I worked with Vicky Harp (blog|@vickyharp), SQLdm dev lead and an excellent developer, on this issue. She asked me to validate whether they were calculating and interpreting the data correctly or if it was a bug in SQL Server.
In the beginning, all I had to go on were some numbers and anecdotal information being relayed from the product users. I devised a theory based on the minimal information I had on-hand. The theory did not pan out when trying to reproduce the issue on an internal server.
When I was able to reproduce the issue in a controlled environment, I noticed that sessions that worked with large objects (tables and indexes with greater than 128 extents) that get dropped, truncated, or rebuilt, as appropriate to the object. I also noticed that the Resource Monitor thread was showing no allocations and extremely high deallocations. When considering Resource Monitor deallocations and user allocations and deallocations as a whole, the numbers came pretty close to settling out. It appeared from my observations that deallocations were occurring, but they were being attributed to a system session.
This posed the question of, “why?”.
What’s Happening
So the answer was deferred drops. A deferred drop is when a two-phase drop is used for dropping large objects or a large number of pages. This optimization was introduced in SQL Server 2005 to speed up large deallocations.
Phase 1 of a deferred drop — the logical phase — simply marks the pages as deallocated. This greatly minimizes the length of time required to complete the commit of the transaction. This also greatly speeds up a rollback as it simply needs to reallocate the pages it deallocated. No movement of data occurs during this phase.
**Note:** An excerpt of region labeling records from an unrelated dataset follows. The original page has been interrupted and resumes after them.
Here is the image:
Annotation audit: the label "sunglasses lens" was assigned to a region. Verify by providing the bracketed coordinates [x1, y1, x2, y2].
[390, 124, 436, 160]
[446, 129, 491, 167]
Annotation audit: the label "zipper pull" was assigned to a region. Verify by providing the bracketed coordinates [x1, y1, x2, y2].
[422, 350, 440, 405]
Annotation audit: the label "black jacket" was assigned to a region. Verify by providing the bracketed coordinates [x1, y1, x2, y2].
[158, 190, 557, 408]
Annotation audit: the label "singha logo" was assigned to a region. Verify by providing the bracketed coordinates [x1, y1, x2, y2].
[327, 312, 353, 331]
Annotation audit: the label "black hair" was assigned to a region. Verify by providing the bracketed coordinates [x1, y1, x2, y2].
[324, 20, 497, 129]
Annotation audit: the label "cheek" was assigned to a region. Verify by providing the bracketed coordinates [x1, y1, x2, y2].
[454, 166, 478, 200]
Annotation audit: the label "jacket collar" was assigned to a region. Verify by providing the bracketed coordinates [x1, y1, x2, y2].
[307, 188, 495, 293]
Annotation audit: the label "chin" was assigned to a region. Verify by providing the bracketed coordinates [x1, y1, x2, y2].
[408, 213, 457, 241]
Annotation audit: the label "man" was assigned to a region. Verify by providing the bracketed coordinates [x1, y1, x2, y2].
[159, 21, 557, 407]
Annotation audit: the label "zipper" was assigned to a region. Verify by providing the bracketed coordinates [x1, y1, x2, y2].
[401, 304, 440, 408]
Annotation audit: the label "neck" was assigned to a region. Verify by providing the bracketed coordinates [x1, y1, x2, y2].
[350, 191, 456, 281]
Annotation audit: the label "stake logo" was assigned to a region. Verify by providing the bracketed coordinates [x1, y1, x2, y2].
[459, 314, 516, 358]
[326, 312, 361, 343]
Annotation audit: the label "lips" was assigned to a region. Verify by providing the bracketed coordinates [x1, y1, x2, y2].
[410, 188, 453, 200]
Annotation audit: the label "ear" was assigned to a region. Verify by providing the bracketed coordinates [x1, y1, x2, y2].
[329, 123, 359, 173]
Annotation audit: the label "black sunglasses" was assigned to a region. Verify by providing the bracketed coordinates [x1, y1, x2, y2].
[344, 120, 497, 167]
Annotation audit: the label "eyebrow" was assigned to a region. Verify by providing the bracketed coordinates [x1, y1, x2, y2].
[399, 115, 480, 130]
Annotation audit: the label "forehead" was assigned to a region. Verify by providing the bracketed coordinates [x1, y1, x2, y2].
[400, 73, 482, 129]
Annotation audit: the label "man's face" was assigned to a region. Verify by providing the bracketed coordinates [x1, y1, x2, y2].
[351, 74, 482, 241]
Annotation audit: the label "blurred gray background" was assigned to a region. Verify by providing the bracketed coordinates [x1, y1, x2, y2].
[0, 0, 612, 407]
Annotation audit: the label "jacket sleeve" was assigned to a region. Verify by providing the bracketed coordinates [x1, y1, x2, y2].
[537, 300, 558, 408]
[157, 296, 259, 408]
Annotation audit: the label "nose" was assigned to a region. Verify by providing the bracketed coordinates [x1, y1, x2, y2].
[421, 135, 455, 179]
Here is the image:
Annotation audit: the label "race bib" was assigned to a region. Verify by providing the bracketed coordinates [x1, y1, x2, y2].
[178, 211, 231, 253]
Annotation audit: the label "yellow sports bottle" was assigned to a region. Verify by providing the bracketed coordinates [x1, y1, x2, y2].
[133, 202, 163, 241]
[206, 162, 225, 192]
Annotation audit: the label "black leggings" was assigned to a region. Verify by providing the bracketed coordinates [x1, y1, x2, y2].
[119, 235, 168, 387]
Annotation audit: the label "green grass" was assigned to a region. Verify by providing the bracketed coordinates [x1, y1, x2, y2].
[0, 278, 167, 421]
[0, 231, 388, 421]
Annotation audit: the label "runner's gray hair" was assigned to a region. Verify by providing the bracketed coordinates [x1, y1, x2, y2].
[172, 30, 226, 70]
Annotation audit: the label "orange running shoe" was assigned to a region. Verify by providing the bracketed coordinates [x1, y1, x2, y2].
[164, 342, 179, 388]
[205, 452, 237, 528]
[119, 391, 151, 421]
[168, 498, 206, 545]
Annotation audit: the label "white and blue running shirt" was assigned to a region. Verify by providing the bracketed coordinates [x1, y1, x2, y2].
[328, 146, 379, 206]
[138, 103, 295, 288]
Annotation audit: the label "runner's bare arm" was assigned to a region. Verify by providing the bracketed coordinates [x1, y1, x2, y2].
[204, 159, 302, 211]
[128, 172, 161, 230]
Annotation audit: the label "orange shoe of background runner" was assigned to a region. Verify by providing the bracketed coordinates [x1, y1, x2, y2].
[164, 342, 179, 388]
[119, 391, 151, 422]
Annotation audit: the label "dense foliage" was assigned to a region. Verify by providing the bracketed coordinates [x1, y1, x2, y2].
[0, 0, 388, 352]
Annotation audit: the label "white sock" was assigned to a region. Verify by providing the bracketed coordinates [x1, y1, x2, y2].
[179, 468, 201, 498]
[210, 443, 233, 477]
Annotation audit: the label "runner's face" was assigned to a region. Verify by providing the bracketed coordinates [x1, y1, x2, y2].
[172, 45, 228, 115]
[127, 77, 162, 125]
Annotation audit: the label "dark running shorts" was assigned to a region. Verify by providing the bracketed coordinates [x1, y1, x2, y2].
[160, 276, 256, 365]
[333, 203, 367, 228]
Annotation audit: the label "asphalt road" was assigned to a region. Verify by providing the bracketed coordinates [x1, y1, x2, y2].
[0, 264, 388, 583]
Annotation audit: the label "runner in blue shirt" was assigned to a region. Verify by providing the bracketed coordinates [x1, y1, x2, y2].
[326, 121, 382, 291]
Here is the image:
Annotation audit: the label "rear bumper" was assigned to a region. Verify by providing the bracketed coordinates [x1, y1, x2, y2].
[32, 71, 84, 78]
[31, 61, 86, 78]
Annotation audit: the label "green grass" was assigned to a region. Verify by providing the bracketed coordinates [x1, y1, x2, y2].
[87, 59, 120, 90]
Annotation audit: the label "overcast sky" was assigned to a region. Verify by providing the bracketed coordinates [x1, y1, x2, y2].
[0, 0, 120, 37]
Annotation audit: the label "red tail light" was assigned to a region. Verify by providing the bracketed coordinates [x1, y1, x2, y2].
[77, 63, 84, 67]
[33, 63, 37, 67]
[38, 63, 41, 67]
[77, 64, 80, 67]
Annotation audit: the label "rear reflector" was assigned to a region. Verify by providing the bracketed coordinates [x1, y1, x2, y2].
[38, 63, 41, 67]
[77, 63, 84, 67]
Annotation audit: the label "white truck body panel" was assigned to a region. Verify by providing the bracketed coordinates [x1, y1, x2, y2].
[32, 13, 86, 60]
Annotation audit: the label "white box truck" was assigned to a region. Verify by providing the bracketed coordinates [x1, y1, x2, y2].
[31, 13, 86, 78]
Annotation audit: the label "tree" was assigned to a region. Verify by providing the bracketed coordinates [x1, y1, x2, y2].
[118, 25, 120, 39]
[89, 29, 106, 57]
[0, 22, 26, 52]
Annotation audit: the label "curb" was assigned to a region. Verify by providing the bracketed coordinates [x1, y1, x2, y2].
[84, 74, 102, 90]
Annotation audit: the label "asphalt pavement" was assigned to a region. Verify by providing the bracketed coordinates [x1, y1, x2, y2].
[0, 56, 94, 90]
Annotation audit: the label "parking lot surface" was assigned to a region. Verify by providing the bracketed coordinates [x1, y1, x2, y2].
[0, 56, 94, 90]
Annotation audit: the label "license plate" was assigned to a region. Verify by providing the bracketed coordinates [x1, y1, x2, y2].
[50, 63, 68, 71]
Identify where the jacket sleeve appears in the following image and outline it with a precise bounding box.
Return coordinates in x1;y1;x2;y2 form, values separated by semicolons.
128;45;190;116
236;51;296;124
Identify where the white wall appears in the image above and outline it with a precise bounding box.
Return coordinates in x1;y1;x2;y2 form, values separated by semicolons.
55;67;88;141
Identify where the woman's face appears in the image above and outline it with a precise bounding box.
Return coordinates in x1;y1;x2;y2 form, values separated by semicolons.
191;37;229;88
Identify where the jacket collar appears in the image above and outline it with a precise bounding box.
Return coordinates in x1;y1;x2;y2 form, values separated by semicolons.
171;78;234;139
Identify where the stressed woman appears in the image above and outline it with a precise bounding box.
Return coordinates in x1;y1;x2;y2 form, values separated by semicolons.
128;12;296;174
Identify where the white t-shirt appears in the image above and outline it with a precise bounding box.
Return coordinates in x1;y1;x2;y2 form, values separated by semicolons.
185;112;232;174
Phase 2 of a deferred drop — the physical phase — physically deallocates the pages. Since the pages are not allocated to any object, it does not require taking extensive locks to perform the physical drop. The physical phase is executed in batches by a background process called Resource Monitor. This means they are deallocated by a system process instead of the session that allocated them.
This clearly explains why the deallocations were way out of line for user sessions. The user sessions were not performing the deallocations for large objects.
Learn More
I came up with the theory, and provided my findings to Vicky. Vicky got the pleasure of working with CSS at Microsoft to prove out that it actually was a bug. It wouldn’t be enough to simply tell the SQLdm users that it was a bug in SQL Server. We needed to have hard evidence. Too many people blame Microsoft if they have an unusual experience with SQL Server. Vicky spent many hours over many months working with CSS to prove out that it is a bug. Vicky created an excellent repro for the issue. go to post on the topic to get a look at and try the repro for yourself. Vicky also offers some additional technical details to which I no longer have access.
We finally got confirmation from CSS and the SQL Server product team that it is indeed a bug in how deallocations are being reported. A fix for this is not available yet, but at least you now know to consider deallocations by system threads when the numbers don’t look right.
Please go visit Vicky’s blog to get the full picture of what happened.
SQLSoldier
Thanks to Mike West (blog: http://www.sqlwaitstats.com) for pointing out that I spelled Microsoft as Microoft. 😀 Corrected.
mike
I wasn’t going to tell anyone. I thought it might have been Freudian slip that wasn’t really a slip. 🙂
SQLSoldier
Haha! When someone helps me out, I like to acknowledge it. 🙂
Chris Yates
Nice post; I’ve taken this and shared it with the rest of the team; appreciate you taking the time to spread the awareness. Have a good one!
SQLSoldier
Thanks Chris! 🙂